Financing property explained in 5 steps
The most important points for your real estate loan
Get the best possible financing for your property in 5 steps
1. Good advice right from the start
Good advice is a process that extends over a longer period of time. Because high-quality advice starts there before you want to finance a property. Before you start looking for your dream property, the financial framework should be clarified with an expert. Because how much you can finance with your property and which of the countless combination options really make sense is always different for each individual and depends on personal circumstances.
Here it can happen relatively quickly that you take a dangerous path under the influence of various comparison portals. Even if it is apparently possible to carry out a quick and easy comparison using various providers and thus find the best offer directly, experience has shown that this is difficult in practice. One of our consultants will show you various options in personal contact and enable you to compare specific offers tailored to your needs.
2. A comparison of the most important criteria
Interest, fixed interest rates, regular repayments or the possibility of special repayments: there is a lot to consider when you want to finance a property. Since your personal situation may change in the future, it is important to deal with different scenarios.
For a realistic comparison, our consultants make sure to only ever compare like with like. For example, a pure comparison of interest rates with different special repayment options is not really meaningful. Our consultants work with you to develop the best offers for different scenarios.
3. Note other costs
Careful selection of the real estate loan is so important precisely because the costs for the property as well as the costs for the loan can incur additional fees that appear at first glance are not visible.
If you want to finance or build a property, there are so-called ancillary costs in addition to the actual construction or purchase costs. This means, for example, fees for the building permit, notary, insurance and brokerage fees as well as the real estate transfer tax. While the exact amount of these costs can vary, you should plan for a percentage of the acquisition costs, which in most cases is between eight and 16 percent, depending on the state.

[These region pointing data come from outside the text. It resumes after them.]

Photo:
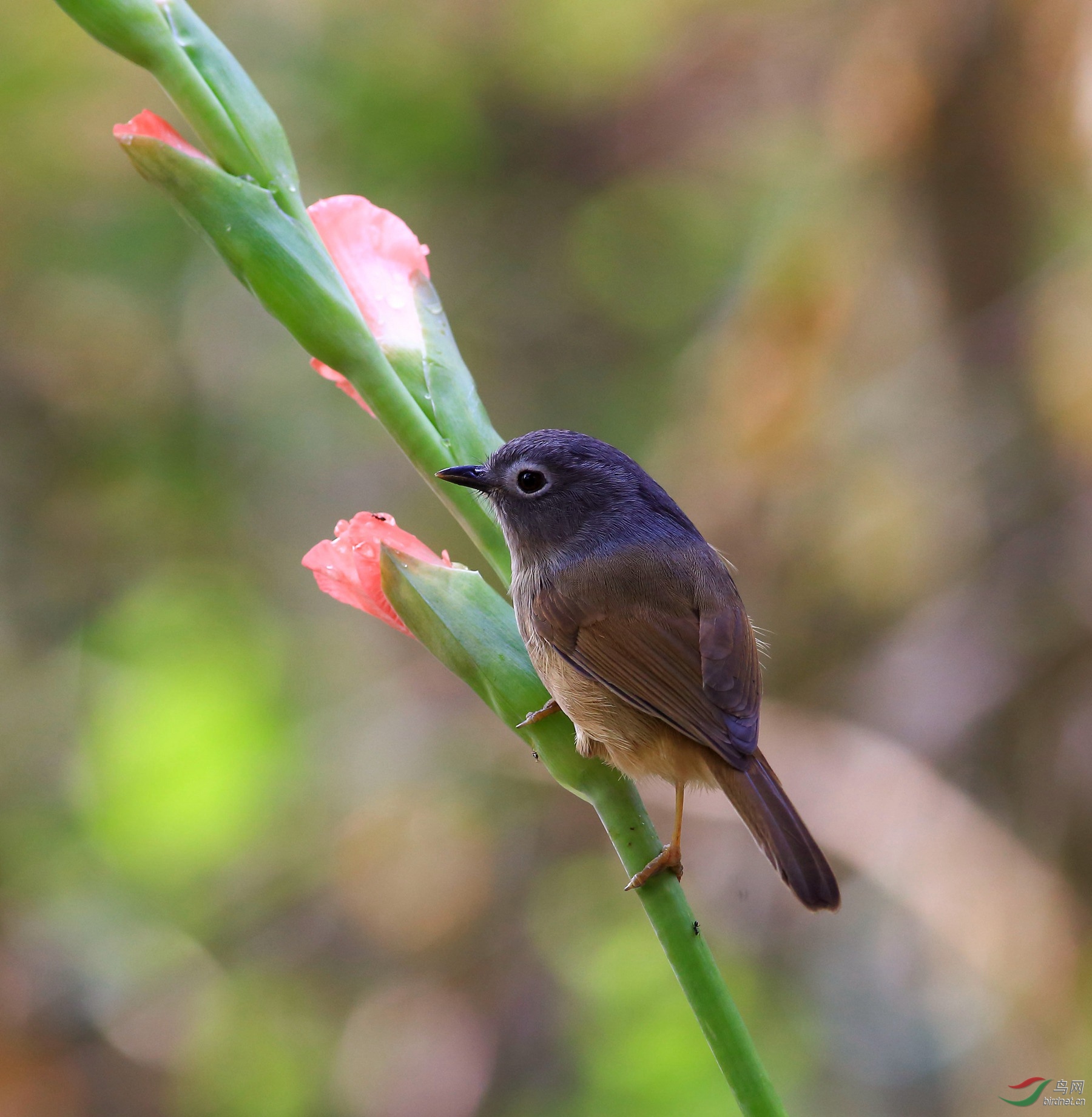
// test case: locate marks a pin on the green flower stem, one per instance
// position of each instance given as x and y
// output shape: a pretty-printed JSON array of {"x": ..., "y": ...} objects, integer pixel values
[
  {"x": 620, "y": 808},
  {"x": 209, "y": 86}
]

Hidden costs such as the so-called commitment interest can also lurk in the financing. In some cases, it takes a few weeks to several months from the time the bank approves the loan until it is paid out. The reasons for this are often unexpected delays in the purchase or construction of a property. There can be big differences here as to when the commitment interest to be paid is due and how high it is.
4. The right amount of equity
The equity you contribute not only reduces the size of your home loan, but also has a major impact on your interest rate.
Meanwhile, in many cases it is also possible to carry out financing completely without equity, but the so-called interest surcharge is much higher than if you only had to finance 75% of the purchase price, for example . As a rule of thumb, it can be stated that the interest premium increases disproportionately from a financing share of 80% and more. A small change in equity can often result in a large change in interest rates. This will save you quite a bit in interest costs over many years.
5. Check funding
The state has created various ways to help you buy a property. For example, a KfW real estate loan could form a building block in your financing. In many cases, the state subsidy gives you very good interest rates and you can also agree on a repayment-free phase at the beginning. If you are planning energetic measures or have already carried them out, you can even benefit from further funding.
We check whether this or another type of support makes sense for you as part of our consultation process.